Es ist nur halb ironisch gemeint, wenn Rainer Haar nach zwei Stunden in seiner Senfwerkstatt schmunzelnd über seine Horrorvorstellungen erzählt. Dass die Leute die Weißwurst in seinen Currysenf tunken und die Debreziner in seinen Marillensenf. „Also genau das, was nicht zusammenpasst.“ Oder dass sich die Leute selbst Senf auf den Teller schaufeln und ihn dann übrig lassen. So, wie man es eben gewohnt sei. „Bei Frankfurtern bleibt der Senf immer übrig. Kein Wunder, bei dem Senf.“

Haar deutet auf den Boden seiner Werkstatt: Irgendwo dort unten habe der größte österreichische Senfproduzent Mautner-Markhof („Man muss die Firma leider beim Namen nennen“) den Senf einnivelliert. Wie er den Geschmack eines Löffels handelsüblichen Estragonsenfs beschreibt, ist an dieser Stelle nicht zitierbar („Probieren S' das mal!“). Nur so viel: Wenn er über den Senf spricht, den es gemeinhin zu kaufen gibt, ist Haar nicht gerade zimperlich. Und wenn er über seinen eigenen redet, den er in seiner kleinen Manufaktur im Zentrum von Bad Aussee produziert, hat er alles andere als niedrige Ansprüche: „Wir versuchen, den besten Senf Österreichs zu machen.“ In derzeit 23 Sorten, vom puristischen Natursenf über Preiselbeersenf bis hin zum Senfkaviar: ganzen Senfkörnern, die im Mund zerplatzen.

Weltreisender Autodidakt

Nun, der 51-Jährige scheint auf dem besten Weg dorthin zu sein, richtig gut zu werden. Nach nicht einmal fünf Jahren im Senfgeschäft – wenn man das überhaupt so nennen kann – verwendet der eine oder andere Haubenkoch seine Produkte, Konstantin Filippou in Wien zum Beispiel oder Alain Weissgerber. Und das, obwohl Rainer Haar eigentlich Autodidakt ist, was den Senf angeht. Er ist auch nicht Koch, nicht Kellner, nicht Lebensmitteltechniker, sondern gelernter Maschinenschlosser. In den 1980er-Jahren reiste er „ein paar Jahre lang“ um die Welt.

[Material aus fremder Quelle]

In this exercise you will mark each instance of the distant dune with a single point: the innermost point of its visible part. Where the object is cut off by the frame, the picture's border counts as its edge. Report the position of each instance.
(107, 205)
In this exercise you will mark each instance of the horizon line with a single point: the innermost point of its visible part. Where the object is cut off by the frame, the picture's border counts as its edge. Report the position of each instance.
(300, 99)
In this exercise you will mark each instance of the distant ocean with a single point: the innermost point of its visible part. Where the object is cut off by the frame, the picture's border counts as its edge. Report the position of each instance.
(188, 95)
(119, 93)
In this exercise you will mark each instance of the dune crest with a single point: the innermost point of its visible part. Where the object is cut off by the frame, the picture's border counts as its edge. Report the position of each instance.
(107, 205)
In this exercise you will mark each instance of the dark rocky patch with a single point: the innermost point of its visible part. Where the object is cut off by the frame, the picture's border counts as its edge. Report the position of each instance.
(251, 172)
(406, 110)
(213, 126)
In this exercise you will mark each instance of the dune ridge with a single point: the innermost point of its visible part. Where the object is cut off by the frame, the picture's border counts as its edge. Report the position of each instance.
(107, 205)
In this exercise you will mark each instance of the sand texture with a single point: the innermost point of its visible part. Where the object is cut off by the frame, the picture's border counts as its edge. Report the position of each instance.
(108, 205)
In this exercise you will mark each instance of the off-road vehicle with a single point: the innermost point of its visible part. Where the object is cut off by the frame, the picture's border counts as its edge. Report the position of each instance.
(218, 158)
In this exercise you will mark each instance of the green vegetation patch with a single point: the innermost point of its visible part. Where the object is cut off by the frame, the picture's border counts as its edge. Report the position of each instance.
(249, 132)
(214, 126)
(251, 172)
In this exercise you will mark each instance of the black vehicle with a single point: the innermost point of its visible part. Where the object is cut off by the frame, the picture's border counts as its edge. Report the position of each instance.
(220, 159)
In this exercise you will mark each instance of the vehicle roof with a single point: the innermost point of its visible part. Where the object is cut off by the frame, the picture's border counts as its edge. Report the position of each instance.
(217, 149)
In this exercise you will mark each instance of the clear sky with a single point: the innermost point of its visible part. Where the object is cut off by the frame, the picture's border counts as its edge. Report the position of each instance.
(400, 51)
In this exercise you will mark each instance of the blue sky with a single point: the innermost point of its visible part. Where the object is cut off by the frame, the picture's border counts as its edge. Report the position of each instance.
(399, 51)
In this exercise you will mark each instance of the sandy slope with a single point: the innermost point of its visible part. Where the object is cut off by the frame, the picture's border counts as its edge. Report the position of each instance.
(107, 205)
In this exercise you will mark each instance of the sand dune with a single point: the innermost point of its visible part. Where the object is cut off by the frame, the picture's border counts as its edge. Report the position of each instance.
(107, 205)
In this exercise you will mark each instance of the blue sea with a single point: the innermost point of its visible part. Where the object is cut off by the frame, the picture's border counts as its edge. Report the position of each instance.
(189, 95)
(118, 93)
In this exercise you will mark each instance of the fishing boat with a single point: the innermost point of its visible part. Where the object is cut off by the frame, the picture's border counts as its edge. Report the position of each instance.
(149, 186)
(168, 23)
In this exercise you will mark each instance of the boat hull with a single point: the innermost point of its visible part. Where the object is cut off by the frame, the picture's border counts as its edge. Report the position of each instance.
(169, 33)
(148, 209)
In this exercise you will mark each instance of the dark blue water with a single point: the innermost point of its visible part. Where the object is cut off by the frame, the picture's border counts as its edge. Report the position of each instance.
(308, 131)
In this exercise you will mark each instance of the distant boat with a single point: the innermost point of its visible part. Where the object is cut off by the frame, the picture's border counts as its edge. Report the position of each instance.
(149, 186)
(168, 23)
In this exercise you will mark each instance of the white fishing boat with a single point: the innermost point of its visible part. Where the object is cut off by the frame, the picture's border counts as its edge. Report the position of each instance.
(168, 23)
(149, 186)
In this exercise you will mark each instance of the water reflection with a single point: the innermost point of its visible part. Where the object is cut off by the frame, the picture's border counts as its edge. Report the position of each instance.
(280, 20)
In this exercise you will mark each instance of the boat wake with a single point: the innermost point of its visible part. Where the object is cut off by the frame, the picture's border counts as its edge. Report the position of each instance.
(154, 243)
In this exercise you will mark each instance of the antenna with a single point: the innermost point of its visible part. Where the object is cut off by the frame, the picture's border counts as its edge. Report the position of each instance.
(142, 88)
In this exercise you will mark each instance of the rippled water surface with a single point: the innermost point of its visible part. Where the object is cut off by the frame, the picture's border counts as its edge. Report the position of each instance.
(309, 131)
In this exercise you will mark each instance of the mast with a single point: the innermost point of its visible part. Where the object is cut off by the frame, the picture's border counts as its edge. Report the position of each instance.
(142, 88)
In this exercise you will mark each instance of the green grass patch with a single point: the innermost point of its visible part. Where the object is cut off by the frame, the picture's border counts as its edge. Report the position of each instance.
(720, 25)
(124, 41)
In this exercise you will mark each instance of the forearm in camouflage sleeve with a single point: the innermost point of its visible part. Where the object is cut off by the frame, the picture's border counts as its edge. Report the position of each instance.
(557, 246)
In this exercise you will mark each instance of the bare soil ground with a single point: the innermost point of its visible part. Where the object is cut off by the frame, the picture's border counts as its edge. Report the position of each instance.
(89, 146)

Als er zurückkommt, natürlich mit leeren Taschen, geht er in die Gastronomie, wird dann eine Zeit lang Flugbegleiter bei Lauda Air. Der Liebe wegen zieht der gebürtige Ennstaler schließlich nach Bad Aussee, sperrt ein Gasthaus auf („Das war eher ein Heuriger“), dann eine Vinothek mitten im Ort. Und irgendwann kam dann das mit dem Senf, aus Lust am Kochen und am Experimentieren. „Weil ich sehr gern und sehr viel koche, habe ich vor fünf Jahren selbst einen süßen Senf gemacht und zur Geburtstagsfeier eines Freundes mitgebracht, der Haubenkoch ist. So hat das angefangen“, erzählt Haar in seiner Werkstatt zwischen Etiketten und Gläsern. Das erste Glas des selbst gemachten Senfs landet an jenem Geburtstagsabend auf dem Buffet. Als die Feier vorbei ist, ist es leer. Und immer wieder seien danach Bekannte auf ihn zugekommen, um zu fragen, ob er ihnen denn nicht auch so einen Senf machen könne. „Dann habe ich ein bisschen einen Wahn bekommen und gleich 30 Sorten gemacht, in der Annahme, dass ich der Senfbaron bin“, erzählt er mit einem Grinsen.

Neues Leben für den Senf

Den Zettel mit den Bewertungen seiner Freunde, denen er damals alle 30 Sorten zum Kosten gab, hat er noch. Er liegt in der Mappe mit den aktuellen Senfrezepten. „Gut“, steht da bei manchen Sorten. „Schön“, bei anderen. „Fad“ oder „bitter“ findet man auch hier und da. Die Hälfte seiner Senfsorten sei damals ausgeschieden, sagt er. Die übrigen verfeinerte er. Mit 17 Sorten und 1000 Gläsern pro Jahr startete in seiner Küche die Produktion seiner Senferei AnnaMax, benannt nach seinen Kindern. „Wir machen Senf aus Leidenschaft“, heißt der Slogan. „Wir schenken Senf ein neues Leben“, sagt Rainer Haars Bruder Klaus, während er jedes Glas mit einem roten Siegel verschließt.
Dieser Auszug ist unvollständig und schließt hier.